遺品整理のとき、革のケースにおそらく祖母が書いたであろう彼女の名前を見たけれど、祖母からフィルムカメラの話なんて聞いたこともなかった。けれど、今の時代だれしもスマホで写真を撮るように、当時はそれがフィルムカメラだったのだろう。人はいつの時代も思い出を形に残したがる。
その日から、わたしは祖母の不在を埋めるように、フィルムカメラを持ち歩いた。動くか不安だったけれど、フィルムを入れたらシャッターは切れて、現像された写真はきれいだった。調べてみると、そのカメラは今から60年ほど前に発売されたものだった。そんな大昔に作られたものが、完全に動く状態で使うことができるなんて、アナログに作られた精密機械はすばらしいと思った。祖母が使ったもの今もなお使えていることに大きな意味がある。

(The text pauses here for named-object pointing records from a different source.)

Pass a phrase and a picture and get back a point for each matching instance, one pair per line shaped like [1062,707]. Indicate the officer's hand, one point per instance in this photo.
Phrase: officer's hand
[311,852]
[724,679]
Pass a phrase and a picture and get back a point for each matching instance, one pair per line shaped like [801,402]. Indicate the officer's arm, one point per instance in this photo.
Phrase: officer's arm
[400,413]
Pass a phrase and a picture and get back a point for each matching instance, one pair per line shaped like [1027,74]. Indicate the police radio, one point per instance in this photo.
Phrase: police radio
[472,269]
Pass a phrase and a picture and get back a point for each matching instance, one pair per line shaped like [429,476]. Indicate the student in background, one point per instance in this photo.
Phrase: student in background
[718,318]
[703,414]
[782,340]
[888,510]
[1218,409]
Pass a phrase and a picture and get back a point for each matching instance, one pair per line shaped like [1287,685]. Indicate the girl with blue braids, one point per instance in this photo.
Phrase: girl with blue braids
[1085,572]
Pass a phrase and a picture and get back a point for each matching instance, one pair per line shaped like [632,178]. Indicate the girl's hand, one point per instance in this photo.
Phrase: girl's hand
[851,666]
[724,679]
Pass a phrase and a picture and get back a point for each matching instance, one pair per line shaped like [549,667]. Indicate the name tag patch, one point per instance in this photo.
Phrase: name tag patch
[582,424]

もちろんスマホのように手軽にシャッターを切れないけれど、カメラを持つことでしか見えてこないものがたくさんあった。
何気なく感じていた自然光の美しさ、光が当たるところには必ずある影の存在、パソコンでは表現できない手書きの看板、街中を彩る数えきれない色、そしてそれらすべての構図。世の中は人間が作りだした形や色であふれていて、それを自然の陽の光がやさしく照らしていた。
フィルムカメラでシャッターを切って撮られた写真は、その瞬間の気温や匂いまでが思い出される。写真はピンボケでも、そのときを思い出すための情報量はデジタルよりも多い。
だからわたしは大切な時こそ、フィルムカメラで刻みたい。
(参考:「祖母のカメラ」)
つづく
長いのに読んでくれてありがとうございます。